Saya dan beberapa wartawan dari Indonesia sudah mendapat gambaran mengenai Taman Nasional Taroko melalui film berdurasi 10 menit yang diputar di Pusat Pengunjung Taroko, juga mengenai suku asli di Taroko. Perjalanan berikutnya tinggal menyesuaikan saja, antara apa yang dilihat dan informasi di film. Semua cocok, kecuali satu. Gambar dan narasi di film tampak lebih indah, ya wajar, namanya juga film.
Taroko ditetapkan menjadi taman nasional sejak tahun 1986, termasuk Distrik Hualien, Distrik Nantou, dam Kota Taichung. Taroko sendiri berada di dalam Distrik Hualien, yang masyhur karena gunung-gunung dan ngarai-ngarai bebatuan marmer yang unik. Tebing dan ngarai terbentang di sepanjang sungai Liwu.
Empat juta tahun lalu, Pulau Taiwan terbentuk karena benturan lempeng-lempeng di laut, dan setelah jutaan tahun erosi angin, bongkah-bongkah batu marmer muncul. Sungai Liwu membelah ngarai penuh marmer, menunjukkan keaslian alam yang indah dan hakiki. Ketinggian ngarai marmer yang terbentang dari puncak Qingshui hingga Nanhu mencapai 3.742 meter di atas permukaan laut, menciptakan geografi unik yang mengundang flora serta fauna istimewa untuk tinggal di dalamnya.
Kami mulai menyusuri gua penuh sarang burung walet yang kebetulan sedang tidak ada waletnya.

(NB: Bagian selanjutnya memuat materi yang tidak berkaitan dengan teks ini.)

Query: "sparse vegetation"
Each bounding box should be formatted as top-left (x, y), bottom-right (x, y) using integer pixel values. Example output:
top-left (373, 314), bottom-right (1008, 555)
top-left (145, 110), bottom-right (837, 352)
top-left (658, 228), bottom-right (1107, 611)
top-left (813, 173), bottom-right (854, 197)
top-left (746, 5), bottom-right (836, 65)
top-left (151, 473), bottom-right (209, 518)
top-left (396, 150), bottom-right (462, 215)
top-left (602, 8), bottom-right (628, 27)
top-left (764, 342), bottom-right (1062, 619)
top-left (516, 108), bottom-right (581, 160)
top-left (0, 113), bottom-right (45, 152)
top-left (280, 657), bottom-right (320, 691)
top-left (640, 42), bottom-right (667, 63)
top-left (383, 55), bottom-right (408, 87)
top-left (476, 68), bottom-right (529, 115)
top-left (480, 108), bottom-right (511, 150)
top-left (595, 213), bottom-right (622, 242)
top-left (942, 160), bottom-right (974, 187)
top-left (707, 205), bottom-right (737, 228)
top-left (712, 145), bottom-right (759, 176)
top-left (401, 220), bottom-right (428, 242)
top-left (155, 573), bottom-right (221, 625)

Mungkin diminta fokus menikmati ngarai marmer yang aduhai eloknya. Bebatuan itu membentuk motif melengkung-lengkung warna biru dan coklat, mengingatkan saya pada meja marmer embah buyut di kampung, satu-satunya meja marmer yang masih tersisa. Kami berjalan kaki lebih dari satu kilometer sambil menikmati pesona alami Yankizou (gua walet).
Di tengah perjalanan, persisnya di satu kelokan, kami berhenti sejenak. Di sana ada patung Jin Heng, insinyur yang membangun jembatan untuk menghubungkan dua bukit yang melintas di atas sungai Ludan. Jembatan itu awalnya dinamai Bailong, sesuai nama daerah, tapi kemudian diubah menjadi jembatan Jin Heng untuk menghormati Jin Heng yang tewas tertimpa longsoran tanah saat meninjau jembatan setelah gempa bumi lima skala Richter pada tanggal 20 Oktober 1957.
Sebagian jembatan ambrol. Pada tahun 1997 jembatan kembali dihantam topan, kali ini topan Amber, dan pada tahun 2000 diterjang topan Bills. Jembatan Jin Heng yang kami lintasi saat ini adalah jembatan hasil perbaikan terbaru yang beroperasi pada November 2003.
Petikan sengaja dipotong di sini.